As good as Clemson’s attack was before the break, the offense stalled out in the second half after the backups entered the game. After totaling 298 yards and scoring touchdowns on its first seven possessions in the first two quarters, the Tigers managed only 107 yards and three first downs while being held scoreless in the second half.

Offensive coordinator Tony Elliott was of course pleased with the performance of the starting offense but disappointed the second team didn’t execute the way he had hoped.

“Really proud of the first unit,” he said. “But coming out at halftime, the challenge was protect the quarterback, make sure we take care of the ball, make sure we score points, and unfortunately we weren’t able to hit on those goals in that second half, which will give us a great opportunity over the open week to develop our team by being able to coach the details off the tape.”

In the second half, Clemson’s offense converted only 2-of-7 third-down attempts, went 0-of-2 on fourth down and committed a turnover on a fumble by running back Michel Dukes.

With a lot of young players on the second-team offense still learning to gel together early in the season, the unit struggled to get in sync and on the same page.

“It’s just one guy here, one guy there, but it’s all 11 at the same time executing in order to be successful,” Elliott said. “So, biggest thing is, in my opinion, that we didn’t convert on third down and then we had the turnovers there that really stalled us, and then we weren’t able to get into a true rhythm.

“There’s a lot of guys playing in a lot of different spots, and it’s tough to maybe get some continuity going. But still, the expectation is, in this game right here, make sure that you go out and execute and put yourself in position to score points.”

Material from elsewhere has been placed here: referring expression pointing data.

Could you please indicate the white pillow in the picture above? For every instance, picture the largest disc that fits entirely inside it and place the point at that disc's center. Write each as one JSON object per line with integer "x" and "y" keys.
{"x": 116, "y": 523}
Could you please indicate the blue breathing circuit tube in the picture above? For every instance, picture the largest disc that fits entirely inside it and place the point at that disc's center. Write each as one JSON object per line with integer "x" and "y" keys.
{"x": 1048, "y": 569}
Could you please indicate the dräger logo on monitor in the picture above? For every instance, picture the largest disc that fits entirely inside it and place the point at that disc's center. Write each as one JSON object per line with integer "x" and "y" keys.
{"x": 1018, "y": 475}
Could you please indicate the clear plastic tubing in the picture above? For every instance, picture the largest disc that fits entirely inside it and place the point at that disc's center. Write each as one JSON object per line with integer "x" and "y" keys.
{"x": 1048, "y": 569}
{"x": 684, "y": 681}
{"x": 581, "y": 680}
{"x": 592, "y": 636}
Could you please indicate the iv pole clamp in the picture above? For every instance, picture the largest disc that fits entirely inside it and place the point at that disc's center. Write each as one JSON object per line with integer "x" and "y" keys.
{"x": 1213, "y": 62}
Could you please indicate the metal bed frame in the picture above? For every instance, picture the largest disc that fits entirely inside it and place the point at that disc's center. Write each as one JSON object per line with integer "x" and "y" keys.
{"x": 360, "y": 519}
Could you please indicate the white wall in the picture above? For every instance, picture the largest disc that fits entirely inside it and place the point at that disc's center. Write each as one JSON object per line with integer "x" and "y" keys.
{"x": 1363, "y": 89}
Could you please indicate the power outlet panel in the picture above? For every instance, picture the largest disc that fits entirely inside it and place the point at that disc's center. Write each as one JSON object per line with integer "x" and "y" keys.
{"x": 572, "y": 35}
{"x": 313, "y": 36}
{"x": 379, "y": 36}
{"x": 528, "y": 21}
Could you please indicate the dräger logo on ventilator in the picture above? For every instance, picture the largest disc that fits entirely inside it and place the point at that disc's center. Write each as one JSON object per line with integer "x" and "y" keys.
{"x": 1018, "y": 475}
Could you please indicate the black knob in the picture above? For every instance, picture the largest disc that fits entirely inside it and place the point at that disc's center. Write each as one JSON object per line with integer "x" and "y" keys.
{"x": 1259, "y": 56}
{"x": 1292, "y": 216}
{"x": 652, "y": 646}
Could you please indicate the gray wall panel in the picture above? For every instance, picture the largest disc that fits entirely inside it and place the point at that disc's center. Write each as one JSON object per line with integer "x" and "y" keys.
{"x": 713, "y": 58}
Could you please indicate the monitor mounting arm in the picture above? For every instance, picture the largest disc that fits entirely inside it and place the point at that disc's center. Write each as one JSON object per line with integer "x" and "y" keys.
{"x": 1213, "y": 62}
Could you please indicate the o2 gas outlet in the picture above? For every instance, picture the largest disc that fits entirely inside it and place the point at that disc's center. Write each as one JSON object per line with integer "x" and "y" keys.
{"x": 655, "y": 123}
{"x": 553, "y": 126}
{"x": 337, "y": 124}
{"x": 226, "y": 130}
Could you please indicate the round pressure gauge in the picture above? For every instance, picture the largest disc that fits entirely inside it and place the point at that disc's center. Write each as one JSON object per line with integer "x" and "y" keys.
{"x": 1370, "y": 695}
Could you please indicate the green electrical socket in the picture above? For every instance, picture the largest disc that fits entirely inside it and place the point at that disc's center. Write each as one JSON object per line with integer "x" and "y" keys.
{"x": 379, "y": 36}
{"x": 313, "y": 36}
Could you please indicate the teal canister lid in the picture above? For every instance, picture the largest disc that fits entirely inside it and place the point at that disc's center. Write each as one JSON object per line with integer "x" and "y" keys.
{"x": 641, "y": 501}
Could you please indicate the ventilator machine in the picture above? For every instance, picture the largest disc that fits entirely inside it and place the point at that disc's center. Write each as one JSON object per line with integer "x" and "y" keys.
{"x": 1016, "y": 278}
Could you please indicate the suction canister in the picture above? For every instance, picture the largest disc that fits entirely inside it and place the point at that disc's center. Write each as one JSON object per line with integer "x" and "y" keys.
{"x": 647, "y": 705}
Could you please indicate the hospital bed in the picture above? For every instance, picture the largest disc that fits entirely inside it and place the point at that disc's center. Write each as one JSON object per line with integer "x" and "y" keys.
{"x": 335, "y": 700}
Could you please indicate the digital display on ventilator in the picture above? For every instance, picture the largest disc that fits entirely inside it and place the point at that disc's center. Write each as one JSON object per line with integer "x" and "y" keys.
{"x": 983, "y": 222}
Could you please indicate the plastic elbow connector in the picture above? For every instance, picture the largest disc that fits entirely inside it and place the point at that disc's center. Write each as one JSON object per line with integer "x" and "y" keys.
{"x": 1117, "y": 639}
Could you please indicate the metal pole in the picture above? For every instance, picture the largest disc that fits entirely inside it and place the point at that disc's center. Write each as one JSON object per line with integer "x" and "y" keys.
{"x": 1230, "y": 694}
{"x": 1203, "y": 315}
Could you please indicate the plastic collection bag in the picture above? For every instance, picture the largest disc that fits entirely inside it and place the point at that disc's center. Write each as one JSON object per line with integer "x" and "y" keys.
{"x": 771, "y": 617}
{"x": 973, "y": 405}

It was the second straight week Clemson’s offense saw a steep drop-off in production once the starters left the game. In the season opener against Wake Forest, the Tigers failed to score and picked up only three first downs after Trevor Lawrence, Travis Etienne and company scored 37 points in a little less than three quarters.

One of Clemson’s goals on offense is to end every drive with a kick, and preferably not a punt, and Elliott made it clear there is a high standard for the group that is expected to be met regardless of who is in the game.

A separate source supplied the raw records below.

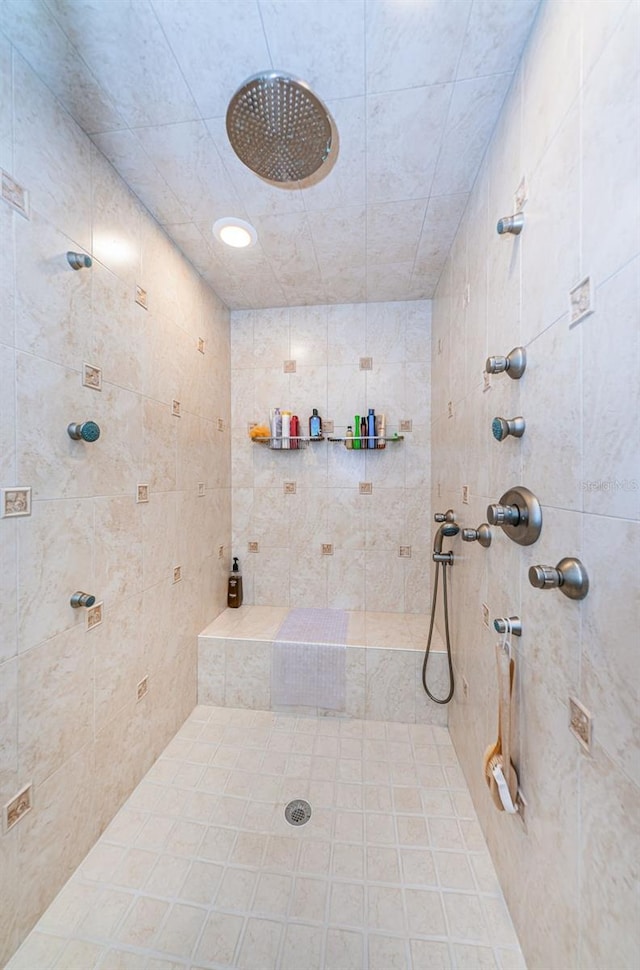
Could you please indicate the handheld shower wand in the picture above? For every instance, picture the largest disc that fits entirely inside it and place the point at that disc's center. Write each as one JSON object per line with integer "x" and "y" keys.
{"x": 448, "y": 529}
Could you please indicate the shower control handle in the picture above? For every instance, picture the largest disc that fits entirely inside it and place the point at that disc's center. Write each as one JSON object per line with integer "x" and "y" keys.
{"x": 84, "y": 431}
{"x": 482, "y": 535}
{"x": 501, "y": 428}
{"x": 503, "y": 514}
{"x": 569, "y": 576}
{"x": 508, "y": 624}
{"x": 514, "y": 364}
{"x": 82, "y": 599}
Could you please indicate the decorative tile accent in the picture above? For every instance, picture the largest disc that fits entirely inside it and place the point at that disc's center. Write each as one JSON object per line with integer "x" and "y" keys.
{"x": 143, "y": 688}
{"x": 17, "y": 808}
{"x": 92, "y": 377}
{"x": 15, "y": 195}
{"x": 581, "y": 723}
{"x": 521, "y": 195}
{"x": 581, "y": 300}
{"x": 94, "y": 616}
{"x": 16, "y": 501}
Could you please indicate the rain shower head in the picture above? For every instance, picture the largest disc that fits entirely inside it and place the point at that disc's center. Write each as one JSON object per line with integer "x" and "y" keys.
{"x": 280, "y": 129}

“The expectation is it doesn’t matter if we’re down an offensive lineman, if we’re down a running back – people are still going to expect Clemson to be Clemson,” Elliott said. “That’s just the mindset we’re trying to create with all these guys, especially in that second half, is that we want to come out and we want to put together drives, we want to go score points. It’s a great opportunity for us to teach, especially these young guys. That’s two games in a row where a lot of the younger guys got an opportunity to play and we still haven’t been able to finish off drives and put it in the end zone.”

With no opponent on the schedule next weekend, the Tigers hope to take advantage of the bye week to really coach up the reserves.

“The biggest thing offensively is just developing our depth, especially in that offensive line, and not turning the ball over, continuing to developing our quarterbacks, because we’ve got to have everybody ready to go,” Swinney said. “We’re very fortunate that we’ve had the opportunity in these first two games to get a lot of guys on tape. Now we have an open date and a chance to really teach and grow our team.”